What could these additional measures involve? And how far can the EU go? We have just published a new briefing addressing these questions. We have looked at what tools the EU has available to force Russia to back down in Crimea, including the effectiveness of the various sanctions it could deploy.
Our assessment is that, in the short term, the most effective economic measures could be a combination of targeted sanctions on individuals and business interests and potentially limiting sales to Russia of products on which they are externally reliant – such as machinery, chemicals and medical products. While Moscow can employ rogue tactics in the short-term which Europe can’t match, in any prolonged economic stand-off, the odds are in the EU’s favour.
You can read our new briefing here. These are our key findings:
- Additional targeted individual sanctions or a potential arms embargo, would be hard to agree amongst the EU’s 28 member states and their impact remains unclear, though there may be some scope for a group of EU states to move ahead with some additional sanctions if it’s not possible to get agreement at the level of all 28.
- Still, cleverly targeted sanctions on individuals and business interests could hurt Russia. Between 2008 and 2013, $421bn worth of private sector money – equivalent to 20% of Russian GDP – has flown out of the country, while Russia’s Net International Investment Position (NIIP) remains strongly positive. This suggests that there are sizeable amounts of Russian money invested abroad on which sanctions could be imposed, causing significant problems for high-ranking individuals and businesses.
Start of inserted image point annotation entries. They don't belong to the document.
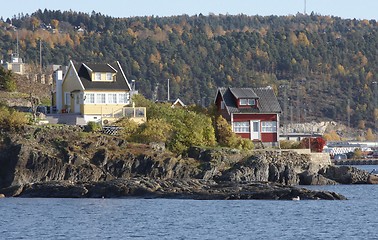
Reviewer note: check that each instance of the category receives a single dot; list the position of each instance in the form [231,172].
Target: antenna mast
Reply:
[17,50]
[305,8]
[40,55]
[168,90]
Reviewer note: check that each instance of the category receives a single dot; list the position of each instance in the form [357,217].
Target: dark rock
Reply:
[345,174]
[173,188]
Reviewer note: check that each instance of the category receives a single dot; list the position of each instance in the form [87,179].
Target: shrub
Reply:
[11,119]
[155,130]
[287,144]
[129,128]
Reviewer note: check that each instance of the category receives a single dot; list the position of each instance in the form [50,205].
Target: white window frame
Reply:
[89,98]
[123,98]
[98,76]
[241,127]
[269,127]
[243,102]
[109,76]
[251,102]
[101,98]
[112,98]
[67,98]
[247,102]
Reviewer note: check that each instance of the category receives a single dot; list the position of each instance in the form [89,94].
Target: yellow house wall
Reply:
[70,83]
[103,76]
[98,109]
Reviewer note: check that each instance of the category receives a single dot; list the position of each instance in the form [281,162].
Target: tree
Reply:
[7,81]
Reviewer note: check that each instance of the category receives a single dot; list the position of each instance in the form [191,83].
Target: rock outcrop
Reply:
[69,162]
[173,188]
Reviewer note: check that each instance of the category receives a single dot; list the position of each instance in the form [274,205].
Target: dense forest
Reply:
[321,67]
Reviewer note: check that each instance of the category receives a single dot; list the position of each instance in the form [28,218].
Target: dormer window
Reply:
[247,102]
[109,76]
[97,76]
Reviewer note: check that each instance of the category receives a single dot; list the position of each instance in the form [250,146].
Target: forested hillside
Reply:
[321,63]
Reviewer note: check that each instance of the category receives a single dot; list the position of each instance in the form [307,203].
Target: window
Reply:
[251,102]
[268,126]
[246,101]
[241,127]
[67,98]
[243,101]
[89,98]
[100,98]
[112,98]
[97,76]
[124,98]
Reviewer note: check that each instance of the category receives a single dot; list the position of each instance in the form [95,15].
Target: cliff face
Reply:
[67,154]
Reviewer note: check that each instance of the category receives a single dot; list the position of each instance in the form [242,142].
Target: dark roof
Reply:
[267,100]
[120,82]
[243,93]
[101,67]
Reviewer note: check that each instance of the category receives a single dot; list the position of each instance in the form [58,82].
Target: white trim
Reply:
[271,126]
[85,65]
[107,102]
[112,67]
[76,74]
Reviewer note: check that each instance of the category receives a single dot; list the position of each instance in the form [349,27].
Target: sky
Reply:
[359,9]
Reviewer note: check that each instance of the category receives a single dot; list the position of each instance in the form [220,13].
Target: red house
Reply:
[252,112]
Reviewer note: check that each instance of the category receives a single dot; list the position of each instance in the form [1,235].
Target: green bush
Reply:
[11,119]
[287,144]
[129,128]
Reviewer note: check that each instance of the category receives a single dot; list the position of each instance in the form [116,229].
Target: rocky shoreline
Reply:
[170,189]
[63,162]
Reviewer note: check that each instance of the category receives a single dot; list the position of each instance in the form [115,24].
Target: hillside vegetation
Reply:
[324,62]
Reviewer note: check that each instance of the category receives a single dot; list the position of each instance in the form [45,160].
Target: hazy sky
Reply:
[359,9]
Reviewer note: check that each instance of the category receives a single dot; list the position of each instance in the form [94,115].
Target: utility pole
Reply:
[375,110]
[168,90]
[305,7]
[348,112]
[40,56]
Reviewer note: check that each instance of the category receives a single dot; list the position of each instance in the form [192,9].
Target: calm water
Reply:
[356,218]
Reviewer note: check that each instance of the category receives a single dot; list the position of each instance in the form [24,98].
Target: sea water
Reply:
[37,218]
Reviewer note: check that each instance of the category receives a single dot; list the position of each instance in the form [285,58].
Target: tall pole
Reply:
[168,90]
[40,56]
[375,111]
[305,8]
[18,50]
[285,110]
[348,112]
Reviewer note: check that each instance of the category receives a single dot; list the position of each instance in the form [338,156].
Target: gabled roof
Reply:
[243,93]
[84,72]
[100,67]
[267,100]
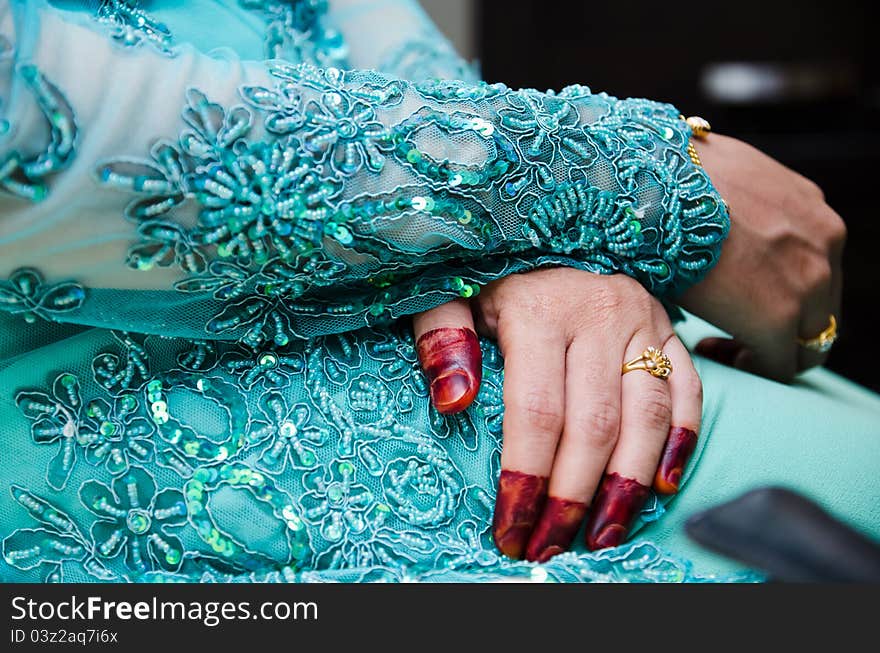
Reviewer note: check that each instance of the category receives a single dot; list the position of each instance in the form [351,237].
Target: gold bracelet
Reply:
[700,128]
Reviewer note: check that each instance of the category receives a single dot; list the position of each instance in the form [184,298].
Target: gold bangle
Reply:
[700,128]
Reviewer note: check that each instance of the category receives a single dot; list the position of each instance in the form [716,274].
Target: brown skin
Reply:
[520,500]
[679,447]
[617,503]
[779,274]
[555,531]
[452,362]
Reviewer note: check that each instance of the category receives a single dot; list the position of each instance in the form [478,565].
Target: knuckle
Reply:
[691,386]
[835,229]
[814,189]
[542,414]
[598,426]
[655,407]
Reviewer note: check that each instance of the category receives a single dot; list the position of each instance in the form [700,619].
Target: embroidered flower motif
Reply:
[119,374]
[295,32]
[271,367]
[116,434]
[55,418]
[294,438]
[348,130]
[335,502]
[28,295]
[134,517]
[132,26]
[26,177]
[283,108]
[545,125]
[270,199]
[425,490]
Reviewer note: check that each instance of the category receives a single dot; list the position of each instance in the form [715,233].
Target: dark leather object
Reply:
[788,537]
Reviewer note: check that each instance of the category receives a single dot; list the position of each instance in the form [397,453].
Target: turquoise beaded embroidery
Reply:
[332,466]
[27,294]
[26,175]
[278,222]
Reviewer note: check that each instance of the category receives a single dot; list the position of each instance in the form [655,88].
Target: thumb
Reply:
[450,355]
[726,351]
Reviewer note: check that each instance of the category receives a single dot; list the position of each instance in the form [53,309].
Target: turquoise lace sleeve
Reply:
[285,200]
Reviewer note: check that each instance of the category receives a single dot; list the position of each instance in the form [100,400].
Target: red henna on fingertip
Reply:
[615,507]
[679,447]
[520,500]
[556,528]
[452,361]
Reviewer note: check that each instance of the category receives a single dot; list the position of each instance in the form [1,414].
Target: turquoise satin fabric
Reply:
[202,373]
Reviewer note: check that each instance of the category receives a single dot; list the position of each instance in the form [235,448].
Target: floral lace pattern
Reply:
[333,465]
[131,26]
[282,437]
[26,175]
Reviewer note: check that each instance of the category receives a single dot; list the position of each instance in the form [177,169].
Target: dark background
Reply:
[819,117]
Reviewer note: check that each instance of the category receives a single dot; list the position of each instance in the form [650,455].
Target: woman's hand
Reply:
[779,275]
[577,433]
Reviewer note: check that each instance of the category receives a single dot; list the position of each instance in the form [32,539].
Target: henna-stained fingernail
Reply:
[615,507]
[520,500]
[720,350]
[452,361]
[679,446]
[556,528]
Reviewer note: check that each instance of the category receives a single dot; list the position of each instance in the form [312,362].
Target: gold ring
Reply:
[822,343]
[653,361]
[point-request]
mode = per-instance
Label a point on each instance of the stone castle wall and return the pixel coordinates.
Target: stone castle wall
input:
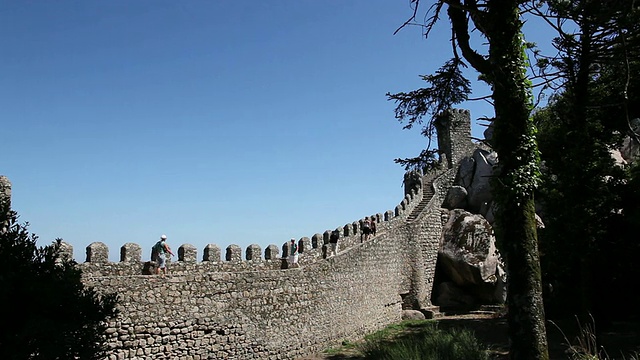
(235, 305)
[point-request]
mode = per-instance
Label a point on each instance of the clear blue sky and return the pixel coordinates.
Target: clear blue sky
(225, 122)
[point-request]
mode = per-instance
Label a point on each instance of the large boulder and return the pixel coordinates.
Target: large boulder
(630, 150)
(469, 259)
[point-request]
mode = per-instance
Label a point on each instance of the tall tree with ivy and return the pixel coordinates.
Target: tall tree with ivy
(501, 62)
(594, 73)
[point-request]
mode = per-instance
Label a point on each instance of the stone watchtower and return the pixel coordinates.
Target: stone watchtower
(454, 135)
(5, 202)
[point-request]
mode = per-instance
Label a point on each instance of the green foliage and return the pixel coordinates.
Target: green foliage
(430, 343)
(448, 87)
(587, 200)
(50, 313)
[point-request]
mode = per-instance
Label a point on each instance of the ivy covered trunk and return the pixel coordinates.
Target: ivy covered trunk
(514, 141)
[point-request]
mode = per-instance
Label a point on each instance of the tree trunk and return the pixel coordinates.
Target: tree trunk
(519, 161)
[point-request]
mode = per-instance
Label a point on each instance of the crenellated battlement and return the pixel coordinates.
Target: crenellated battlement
(233, 258)
(236, 303)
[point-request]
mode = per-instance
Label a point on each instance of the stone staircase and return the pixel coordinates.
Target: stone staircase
(427, 194)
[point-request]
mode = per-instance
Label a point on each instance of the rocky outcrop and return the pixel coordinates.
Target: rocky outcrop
(469, 264)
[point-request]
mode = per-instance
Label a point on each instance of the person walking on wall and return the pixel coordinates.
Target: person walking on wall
(366, 229)
(161, 249)
(293, 254)
(333, 241)
(373, 226)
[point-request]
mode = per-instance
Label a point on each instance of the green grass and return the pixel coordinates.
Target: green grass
(419, 340)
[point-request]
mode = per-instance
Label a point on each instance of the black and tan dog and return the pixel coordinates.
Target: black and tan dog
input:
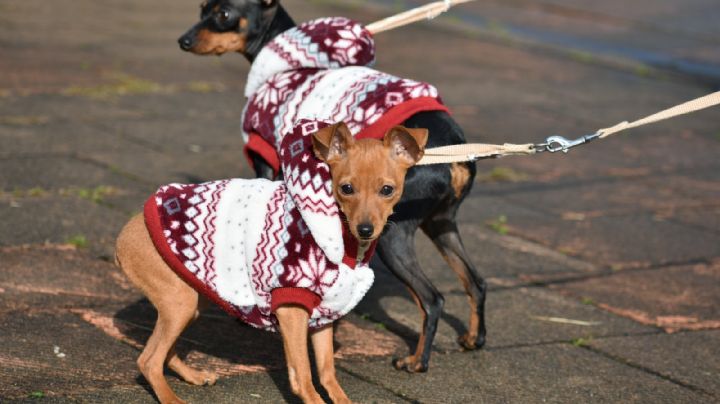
(432, 194)
(179, 300)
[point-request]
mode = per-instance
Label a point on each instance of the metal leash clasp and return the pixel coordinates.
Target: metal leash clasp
(558, 143)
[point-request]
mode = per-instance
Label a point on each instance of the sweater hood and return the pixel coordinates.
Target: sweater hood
(326, 43)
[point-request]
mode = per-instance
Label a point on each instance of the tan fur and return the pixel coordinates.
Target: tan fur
(387, 160)
(218, 43)
(368, 164)
(459, 176)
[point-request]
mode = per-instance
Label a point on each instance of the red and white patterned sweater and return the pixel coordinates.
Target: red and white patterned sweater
(318, 71)
(245, 244)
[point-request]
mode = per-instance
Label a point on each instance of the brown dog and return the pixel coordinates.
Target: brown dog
(367, 178)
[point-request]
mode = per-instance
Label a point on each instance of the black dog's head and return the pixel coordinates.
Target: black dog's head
(230, 26)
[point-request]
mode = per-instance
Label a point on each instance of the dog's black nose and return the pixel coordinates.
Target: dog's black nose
(185, 42)
(365, 230)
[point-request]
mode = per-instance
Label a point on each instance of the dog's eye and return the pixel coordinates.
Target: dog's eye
(224, 15)
(387, 190)
(347, 189)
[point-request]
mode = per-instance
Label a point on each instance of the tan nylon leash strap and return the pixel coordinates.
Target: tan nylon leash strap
(685, 108)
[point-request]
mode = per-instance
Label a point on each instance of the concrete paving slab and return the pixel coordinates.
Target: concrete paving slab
(54, 173)
(30, 361)
(637, 240)
(270, 387)
(549, 373)
(503, 260)
(514, 317)
(688, 357)
(62, 220)
(59, 277)
(674, 298)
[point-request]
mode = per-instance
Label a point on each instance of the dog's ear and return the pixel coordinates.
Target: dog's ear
(332, 142)
(406, 145)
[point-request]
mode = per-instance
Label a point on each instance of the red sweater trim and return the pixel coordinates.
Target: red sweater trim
(155, 229)
(395, 116)
(267, 151)
(398, 114)
(302, 297)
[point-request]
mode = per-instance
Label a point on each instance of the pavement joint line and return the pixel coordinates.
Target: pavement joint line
(629, 363)
(693, 225)
(79, 157)
(122, 134)
(601, 273)
(398, 394)
(570, 183)
(458, 27)
(592, 15)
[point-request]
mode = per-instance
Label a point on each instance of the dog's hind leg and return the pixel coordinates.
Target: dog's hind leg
(176, 303)
(187, 373)
(442, 230)
(397, 250)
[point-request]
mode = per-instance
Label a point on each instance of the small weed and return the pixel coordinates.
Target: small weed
(205, 87)
(581, 342)
(95, 195)
(24, 120)
(122, 84)
(498, 29)
(499, 225)
(36, 394)
(580, 56)
(78, 240)
(642, 70)
(32, 192)
(502, 174)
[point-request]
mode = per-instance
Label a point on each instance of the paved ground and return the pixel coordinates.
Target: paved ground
(604, 264)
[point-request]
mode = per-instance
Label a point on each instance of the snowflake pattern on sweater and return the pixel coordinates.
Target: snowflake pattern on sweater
(244, 245)
(310, 75)
(319, 70)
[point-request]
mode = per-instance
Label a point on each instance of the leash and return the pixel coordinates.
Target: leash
(428, 11)
(556, 143)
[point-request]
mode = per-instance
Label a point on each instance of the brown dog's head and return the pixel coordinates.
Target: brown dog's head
(228, 26)
(368, 174)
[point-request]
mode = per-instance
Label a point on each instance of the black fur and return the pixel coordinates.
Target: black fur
(429, 201)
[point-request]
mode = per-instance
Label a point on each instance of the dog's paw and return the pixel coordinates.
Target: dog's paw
(201, 378)
(470, 343)
(410, 364)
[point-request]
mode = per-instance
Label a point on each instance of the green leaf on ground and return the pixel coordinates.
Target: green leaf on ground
(78, 240)
(36, 394)
(499, 225)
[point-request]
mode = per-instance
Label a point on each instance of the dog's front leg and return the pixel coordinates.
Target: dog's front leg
(323, 346)
(294, 329)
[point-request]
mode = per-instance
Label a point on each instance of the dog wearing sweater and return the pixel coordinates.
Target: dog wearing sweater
(320, 69)
(245, 245)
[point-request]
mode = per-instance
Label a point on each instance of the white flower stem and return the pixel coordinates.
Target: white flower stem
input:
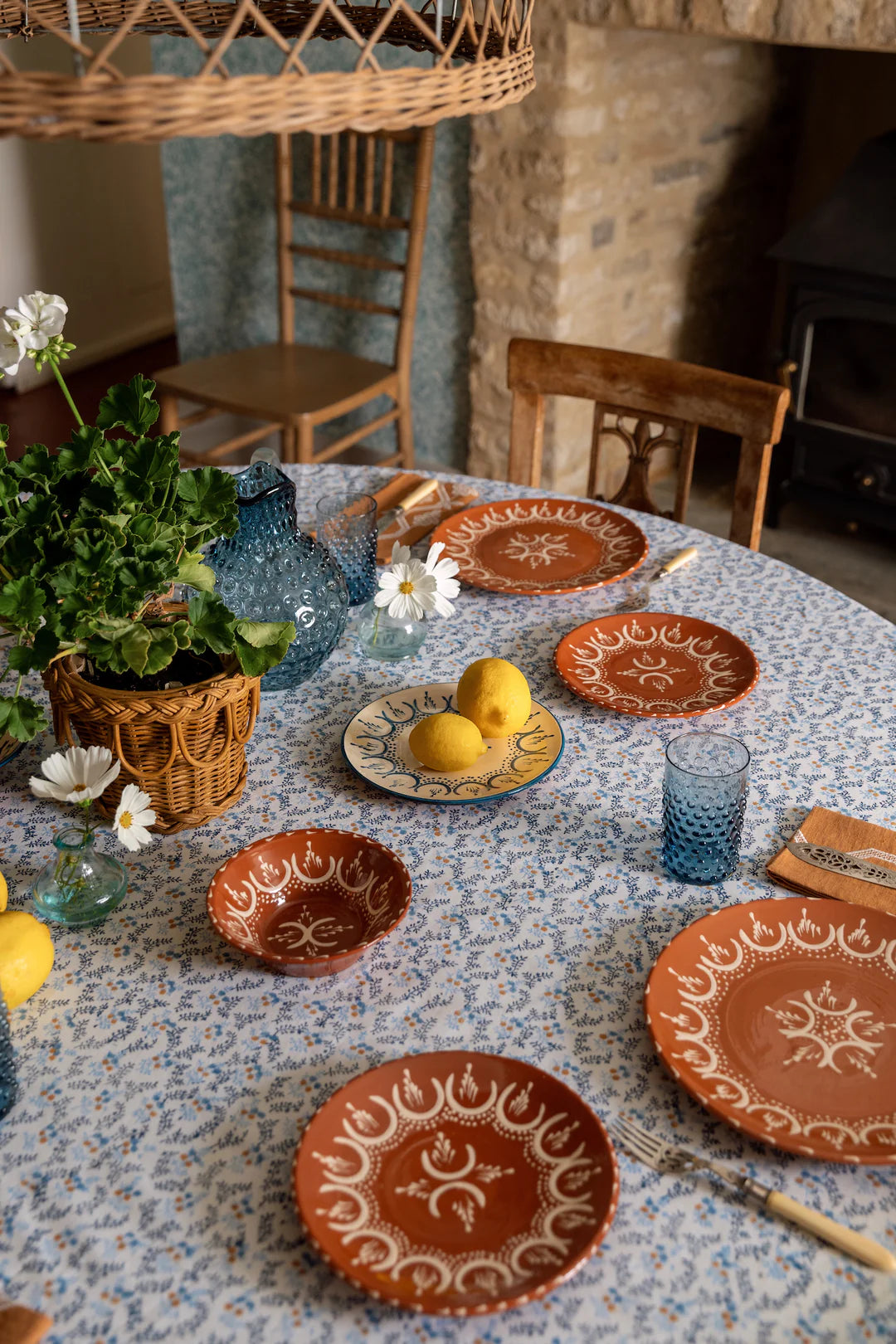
(65, 390)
That said, the routing of this money through offshore centres makes it very difficult to track (click on the graphs to enlarge).
- Therefore, the most effective economic measures could be a combination of targeted sanctions on influential individuals close to the top of the regime, business interests, specific firms wielding power in Ukraine (such as Gazprom) and potentially limiting sales to Russia of products on which they are externally reliant – such as machinery, chemicals and medical products (click on the graphs to enlarge).
- Sweeping energy sanctions would hit Russia the hardest but due to the EU’s dependence on Russian gas – in some countries as much as 100% of gas imports are Russian – this option is politically unlikely and could prove prohibitively expensive for the EU.
- Such decisions should not be taken lightly and Russia has an array of retaliatory options, including leveraging energy market power to secure favourable bilateral deals with other countries, applying tit-for-tat sanctions or, in extremis, wielding its hard power.
- However, whilst Moscow can use such rogue tactics in the short-term, which the EU, for various reasons can’t, in any prolonged stand-off the odds favour the EU, due to Russia’s disastrous demographic trends and relatively undiversified economy. For all these reasons, a negotiated settlement still remains the most likely option.
- Fundamentally, while this is a conflict driven by Moscow, it illustrates the EU’s “all or nothing” approach to its neighbourhood is no longer viable in the 21st Century. If the EU is to extend its influence further, it must be prepared to offer an alternative model of enlargement or association, lowering the political hurdles on the path to Europe.